Changelog - Coval Documentation

Jun 15

2026

7 updates

Highlights

Metric versioning with full change history
Standardized LLM-judge metric templates
AI-generated run summaries (beta)
Project-scoped Human Review pages

Metric versioning

Metrics now keep a version history, so you can see how a metric changed over time and review prior versions.

Each metric keeps a record of its prior states, newest first. You can review the history in the app or pull it through the v1 API.View in docs ↗

Standardized metric templates

A library of ready-made LLM judge metric templates is now available when you create a metric, and the metric gallery is reorganized into clearer categories.

Pick a standardized judge prompt as a starting point instead of writing one from scratch.

Run summaries (beta)

Runs now include an AI-generated summary of what happened, available in beta. Mark a summary helpful or not to help it improve.

The summary renders with clean formatting and a thumbs up or down control. As a beta feature, it should improve over time as we tune it.

Human Review project pages

Human Review now has project-scoped pages, so you can open a project’s overview and assignments on their own pages and share a direct link to them.

Each project gets its own overview and assignments view with breadcrumbs, so you can navigate to and share specific review work without losing context.View in docs ↗

Connection validation for Pipecat, LiveKit, and WebSocket agents

Coval now validates Pipecat, LiveKit, and WebSocket agent connections when you set them up, so configuration problems surface before you run.

Bring your own background sounds

You can now upload your own background sounds for simulations, so agents can be tested against the exact ambient conditions they will face in production.

Telephony recording uploads

Telephony call recordings in MP3 format now upload reliably, including low-sample-rate recordings that were previously rejected.

Jun 6

2026

2 updates

Highlights

New pitch variability metric
New perceived loudness (LUFS) metric

Pitch variability metric

A new metric that flags whether an agent sounds monotone or expressive across a call.

Perceived loudness (LUFS)

A new metric that measures perceived loudness across a call, so you can catch audio that is too quiet or too loud.

Jun 1

2026

5 updates

Highlights

Create and delete dashboards via the API and CLI
Broader chat-agent connectivity with SSE streaming
Per-conversation metadata in metric prompts

Dashboards via API and CLI

Create and delete dashboards programmatically through the API and CLI.

Manage dashboards as part of your own workflows and scripts, without setting each one up by hand in the app. Useful for spinning up consistent dashboards per project or per environment.View in docs ↗

Broader chat-agent connectivity

Chat agents now support SSE streaming and a configurable response format.

Metadata in metric prompts

Dynamic metrics can now reference per-conversation metadata directly in the prompt template.

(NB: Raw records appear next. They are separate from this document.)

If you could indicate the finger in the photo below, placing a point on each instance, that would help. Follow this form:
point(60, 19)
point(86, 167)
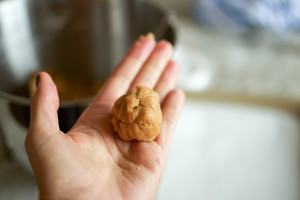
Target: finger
point(43, 109)
point(121, 78)
point(171, 111)
point(154, 66)
point(167, 80)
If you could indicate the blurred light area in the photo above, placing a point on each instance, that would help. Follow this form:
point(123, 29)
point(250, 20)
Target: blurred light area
point(238, 16)
point(256, 64)
point(17, 39)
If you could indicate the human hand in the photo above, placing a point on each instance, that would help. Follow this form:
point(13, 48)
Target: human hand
point(91, 161)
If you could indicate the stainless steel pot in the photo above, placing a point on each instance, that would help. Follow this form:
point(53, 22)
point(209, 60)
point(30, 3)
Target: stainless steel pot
point(79, 38)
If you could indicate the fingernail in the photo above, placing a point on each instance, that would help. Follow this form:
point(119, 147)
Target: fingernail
point(151, 35)
point(138, 42)
point(37, 79)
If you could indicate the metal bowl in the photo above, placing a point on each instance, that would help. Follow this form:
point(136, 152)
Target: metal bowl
point(79, 38)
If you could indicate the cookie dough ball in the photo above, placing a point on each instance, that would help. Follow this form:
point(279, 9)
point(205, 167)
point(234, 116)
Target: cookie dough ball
point(137, 115)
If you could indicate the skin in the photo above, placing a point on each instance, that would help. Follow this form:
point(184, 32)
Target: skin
point(91, 161)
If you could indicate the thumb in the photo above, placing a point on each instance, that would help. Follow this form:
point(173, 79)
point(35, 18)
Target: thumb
point(43, 109)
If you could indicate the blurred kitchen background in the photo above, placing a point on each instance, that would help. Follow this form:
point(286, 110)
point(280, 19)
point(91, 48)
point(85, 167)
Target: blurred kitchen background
point(239, 133)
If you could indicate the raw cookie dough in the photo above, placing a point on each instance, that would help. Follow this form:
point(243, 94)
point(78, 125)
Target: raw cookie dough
point(137, 115)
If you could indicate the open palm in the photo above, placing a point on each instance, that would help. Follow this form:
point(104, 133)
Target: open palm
point(91, 161)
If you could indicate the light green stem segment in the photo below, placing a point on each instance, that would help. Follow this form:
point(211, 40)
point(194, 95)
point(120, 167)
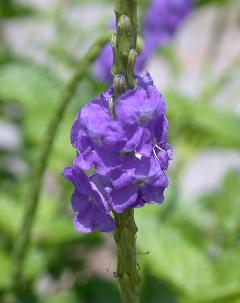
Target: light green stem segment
point(127, 272)
point(126, 39)
point(24, 234)
point(126, 229)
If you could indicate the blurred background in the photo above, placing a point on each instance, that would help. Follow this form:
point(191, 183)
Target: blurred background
point(189, 247)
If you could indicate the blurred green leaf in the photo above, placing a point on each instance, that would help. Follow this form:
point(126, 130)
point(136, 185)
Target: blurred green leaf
point(11, 8)
point(172, 258)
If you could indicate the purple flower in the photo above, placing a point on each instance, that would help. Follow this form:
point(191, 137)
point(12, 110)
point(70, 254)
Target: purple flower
point(127, 147)
point(137, 183)
point(163, 18)
point(90, 207)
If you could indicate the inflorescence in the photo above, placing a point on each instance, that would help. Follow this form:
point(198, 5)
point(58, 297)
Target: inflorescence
point(122, 142)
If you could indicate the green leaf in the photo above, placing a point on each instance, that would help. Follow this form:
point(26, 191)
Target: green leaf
point(172, 258)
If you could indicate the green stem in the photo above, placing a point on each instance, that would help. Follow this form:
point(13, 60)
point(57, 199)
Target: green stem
point(127, 272)
point(23, 237)
point(126, 229)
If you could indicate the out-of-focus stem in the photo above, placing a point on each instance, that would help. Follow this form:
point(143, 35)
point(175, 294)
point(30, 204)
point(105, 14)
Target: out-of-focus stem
point(23, 238)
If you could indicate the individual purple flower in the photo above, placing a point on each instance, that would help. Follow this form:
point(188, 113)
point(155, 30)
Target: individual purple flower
point(140, 125)
point(137, 183)
point(95, 130)
point(88, 202)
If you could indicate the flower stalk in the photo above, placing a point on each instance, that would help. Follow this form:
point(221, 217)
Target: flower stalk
point(126, 229)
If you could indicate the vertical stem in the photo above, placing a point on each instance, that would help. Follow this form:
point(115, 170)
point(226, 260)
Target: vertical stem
point(127, 272)
point(126, 229)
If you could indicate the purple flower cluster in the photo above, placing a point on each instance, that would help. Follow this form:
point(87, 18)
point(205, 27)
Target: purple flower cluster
point(162, 20)
point(129, 155)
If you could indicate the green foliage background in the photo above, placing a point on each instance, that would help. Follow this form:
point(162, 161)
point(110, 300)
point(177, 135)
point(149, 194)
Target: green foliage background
point(194, 246)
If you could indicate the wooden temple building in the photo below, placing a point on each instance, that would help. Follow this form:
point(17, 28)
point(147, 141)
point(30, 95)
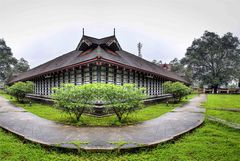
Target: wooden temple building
point(98, 60)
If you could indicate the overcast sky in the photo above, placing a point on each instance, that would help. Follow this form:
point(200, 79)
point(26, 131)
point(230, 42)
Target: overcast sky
point(40, 30)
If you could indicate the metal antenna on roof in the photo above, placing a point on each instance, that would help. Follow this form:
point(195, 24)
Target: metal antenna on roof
point(139, 45)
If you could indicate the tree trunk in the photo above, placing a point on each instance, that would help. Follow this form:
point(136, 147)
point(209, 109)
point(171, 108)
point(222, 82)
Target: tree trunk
point(215, 89)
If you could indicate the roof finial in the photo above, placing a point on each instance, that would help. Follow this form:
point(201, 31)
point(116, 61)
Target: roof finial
point(139, 45)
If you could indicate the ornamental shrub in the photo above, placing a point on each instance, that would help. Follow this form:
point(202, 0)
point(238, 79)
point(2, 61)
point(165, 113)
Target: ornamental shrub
point(177, 89)
point(20, 89)
point(122, 99)
point(74, 99)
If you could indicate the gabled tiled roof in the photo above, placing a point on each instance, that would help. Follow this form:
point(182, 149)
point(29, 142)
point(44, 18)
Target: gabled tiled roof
point(101, 51)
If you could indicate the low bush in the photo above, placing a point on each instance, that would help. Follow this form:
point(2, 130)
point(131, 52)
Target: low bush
point(177, 89)
point(20, 89)
point(122, 99)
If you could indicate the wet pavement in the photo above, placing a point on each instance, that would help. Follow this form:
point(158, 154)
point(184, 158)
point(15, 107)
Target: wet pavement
point(161, 129)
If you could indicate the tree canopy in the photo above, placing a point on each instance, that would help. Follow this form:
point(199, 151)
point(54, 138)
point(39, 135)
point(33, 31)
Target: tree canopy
point(9, 65)
point(214, 60)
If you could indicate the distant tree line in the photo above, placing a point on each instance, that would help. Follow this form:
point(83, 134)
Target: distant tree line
point(9, 65)
point(212, 60)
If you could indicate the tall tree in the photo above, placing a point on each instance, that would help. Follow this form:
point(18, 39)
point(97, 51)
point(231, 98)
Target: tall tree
point(213, 59)
point(21, 66)
point(7, 61)
point(9, 65)
point(178, 66)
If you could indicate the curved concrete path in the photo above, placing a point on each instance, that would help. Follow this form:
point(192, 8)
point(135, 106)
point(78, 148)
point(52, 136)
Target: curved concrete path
point(161, 129)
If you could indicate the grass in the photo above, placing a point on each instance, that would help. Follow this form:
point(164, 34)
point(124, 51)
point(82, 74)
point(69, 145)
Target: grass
point(51, 113)
point(223, 101)
point(212, 141)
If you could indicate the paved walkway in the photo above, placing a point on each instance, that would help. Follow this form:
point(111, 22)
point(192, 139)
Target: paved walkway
point(161, 129)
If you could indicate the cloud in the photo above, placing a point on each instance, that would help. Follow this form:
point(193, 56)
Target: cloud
point(42, 30)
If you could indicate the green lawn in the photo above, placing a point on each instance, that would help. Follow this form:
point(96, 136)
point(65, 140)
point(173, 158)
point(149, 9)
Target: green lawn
point(223, 101)
point(51, 113)
point(209, 142)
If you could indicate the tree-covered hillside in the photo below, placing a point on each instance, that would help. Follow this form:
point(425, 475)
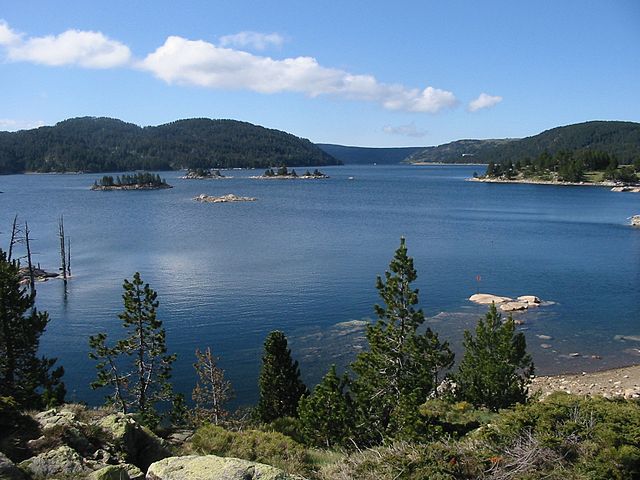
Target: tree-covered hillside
point(91, 144)
point(621, 139)
point(368, 155)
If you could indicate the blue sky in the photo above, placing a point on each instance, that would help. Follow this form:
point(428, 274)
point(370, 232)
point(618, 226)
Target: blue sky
point(369, 73)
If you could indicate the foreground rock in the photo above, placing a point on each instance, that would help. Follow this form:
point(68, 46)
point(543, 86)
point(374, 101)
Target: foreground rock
point(223, 199)
point(211, 467)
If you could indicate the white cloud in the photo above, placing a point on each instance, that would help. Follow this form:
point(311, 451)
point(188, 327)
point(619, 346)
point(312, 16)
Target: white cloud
point(8, 124)
point(255, 40)
point(74, 47)
point(188, 62)
point(7, 35)
point(408, 130)
point(484, 101)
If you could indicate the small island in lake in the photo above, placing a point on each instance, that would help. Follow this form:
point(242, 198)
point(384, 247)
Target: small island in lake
point(223, 199)
point(203, 174)
point(138, 181)
point(284, 173)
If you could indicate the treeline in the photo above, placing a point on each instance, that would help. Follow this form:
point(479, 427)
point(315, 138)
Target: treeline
point(567, 167)
point(91, 144)
point(621, 139)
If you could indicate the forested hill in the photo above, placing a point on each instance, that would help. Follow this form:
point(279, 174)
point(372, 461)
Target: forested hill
point(368, 155)
point(621, 139)
point(92, 144)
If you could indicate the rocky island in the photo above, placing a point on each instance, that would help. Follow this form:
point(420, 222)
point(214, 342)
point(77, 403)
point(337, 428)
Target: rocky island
point(283, 173)
point(230, 197)
point(138, 181)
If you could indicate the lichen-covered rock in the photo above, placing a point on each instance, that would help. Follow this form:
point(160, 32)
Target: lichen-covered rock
point(62, 462)
point(8, 471)
point(211, 467)
point(139, 444)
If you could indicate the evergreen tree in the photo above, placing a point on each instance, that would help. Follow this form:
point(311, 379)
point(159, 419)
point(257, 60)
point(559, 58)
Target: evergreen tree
point(401, 367)
point(326, 415)
point(212, 390)
point(27, 378)
point(496, 369)
point(280, 384)
point(137, 368)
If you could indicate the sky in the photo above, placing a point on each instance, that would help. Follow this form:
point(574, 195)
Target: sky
point(366, 73)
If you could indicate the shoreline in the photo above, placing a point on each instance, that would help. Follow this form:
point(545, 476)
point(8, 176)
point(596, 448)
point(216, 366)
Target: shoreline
point(621, 382)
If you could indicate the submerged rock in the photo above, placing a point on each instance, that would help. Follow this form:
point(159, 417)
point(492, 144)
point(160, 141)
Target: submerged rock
point(212, 467)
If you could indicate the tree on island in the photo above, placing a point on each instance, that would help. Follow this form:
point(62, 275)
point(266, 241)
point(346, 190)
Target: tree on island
point(280, 385)
point(24, 376)
point(401, 367)
point(137, 368)
point(496, 369)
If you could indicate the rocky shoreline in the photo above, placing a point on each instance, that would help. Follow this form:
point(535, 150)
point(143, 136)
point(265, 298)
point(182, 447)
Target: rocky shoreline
point(615, 383)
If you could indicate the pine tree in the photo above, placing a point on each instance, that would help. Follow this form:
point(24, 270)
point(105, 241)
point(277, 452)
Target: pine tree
point(27, 378)
point(136, 367)
point(326, 415)
point(496, 369)
point(279, 382)
point(212, 390)
point(401, 367)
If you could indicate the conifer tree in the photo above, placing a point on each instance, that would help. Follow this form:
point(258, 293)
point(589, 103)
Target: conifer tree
point(137, 367)
point(27, 378)
point(326, 415)
point(496, 369)
point(280, 384)
point(401, 367)
point(212, 390)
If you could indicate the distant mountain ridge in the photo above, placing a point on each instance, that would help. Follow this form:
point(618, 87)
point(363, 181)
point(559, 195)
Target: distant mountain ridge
point(97, 144)
point(368, 155)
point(621, 139)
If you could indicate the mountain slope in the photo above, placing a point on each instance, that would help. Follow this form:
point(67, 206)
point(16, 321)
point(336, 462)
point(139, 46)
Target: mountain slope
point(104, 144)
point(621, 139)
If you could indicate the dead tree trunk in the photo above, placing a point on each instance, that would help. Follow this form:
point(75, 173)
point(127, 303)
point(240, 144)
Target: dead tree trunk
point(32, 279)
point(63, 255)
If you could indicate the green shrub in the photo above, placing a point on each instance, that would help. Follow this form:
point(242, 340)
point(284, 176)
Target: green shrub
point(271, 448)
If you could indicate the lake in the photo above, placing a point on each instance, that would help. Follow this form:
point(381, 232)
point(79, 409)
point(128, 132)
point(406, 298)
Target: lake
point(304, 257)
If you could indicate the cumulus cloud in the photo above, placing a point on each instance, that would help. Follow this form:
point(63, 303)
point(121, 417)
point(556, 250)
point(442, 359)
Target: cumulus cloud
point(74, 47)
point(484, 101)
point(11, 125)
point(196, 62)
point(255, 40)
point(408, 130)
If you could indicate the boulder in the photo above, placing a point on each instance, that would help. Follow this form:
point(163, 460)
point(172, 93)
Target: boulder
point(513, 306)
point(488, 299)
point(212, 467)
point(63, 462)
point(8, 471)
point(139, 444)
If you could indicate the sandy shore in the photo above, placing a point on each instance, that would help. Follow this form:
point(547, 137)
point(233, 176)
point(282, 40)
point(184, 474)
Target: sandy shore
point(618, 382)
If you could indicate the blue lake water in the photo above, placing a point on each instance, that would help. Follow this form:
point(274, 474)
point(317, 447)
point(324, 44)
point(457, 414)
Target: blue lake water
point(304, 257)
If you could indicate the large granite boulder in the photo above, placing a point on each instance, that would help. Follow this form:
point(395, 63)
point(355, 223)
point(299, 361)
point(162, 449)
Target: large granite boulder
point(8, 471)
point(63, 462)
point(212, 467)
point(139, 444)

Clearer concurrency limits

When your organization is running evaluations beyond your concurrency limits, we will store your data but flag the evaluations as an error. This lets you rerun them later, once you are operating within your concurrency limits.

Smoother metric authoring

Metric descriptions auto-populate and the name auto-fills when you create a metric.

May 26

2026

1 update

Highlights

More reliable categorical audio metrics

More reliable categorical audio metrics

Categorical audio metrics now flag a clear, descriptive error when no categories are configured, so misconfigurations surface right away.

May 19

2026

7 updates

Highlights

Visual IVR Tree Builder
IVR Flow Adherence metric
Custom trace aggregations
Tags for metrics, templates, and test sets

IVR Flow Adherence metric

A built-in metric that checks whether a call follows the intended IVR navigation path, with no custom scoring logic required.

The metric scores each call against the IVR path you define, so you can see where calls deviate from the intended route. Results are reported per call and roll up across the run.View in docs ↗

IVR Tree Builder

Define and simulate branching IVR call flows visually, directly in Coval.

Lay out the call paths a caller can take, then run simulations against the whole tree to see where agents take the wrong branch. No external diagramming or scripting needed.View in docs ↗

Custom trace aggregations

Choose how per-turn scores roll up across a multi-turn trace, for example worst-case or first-occurrence.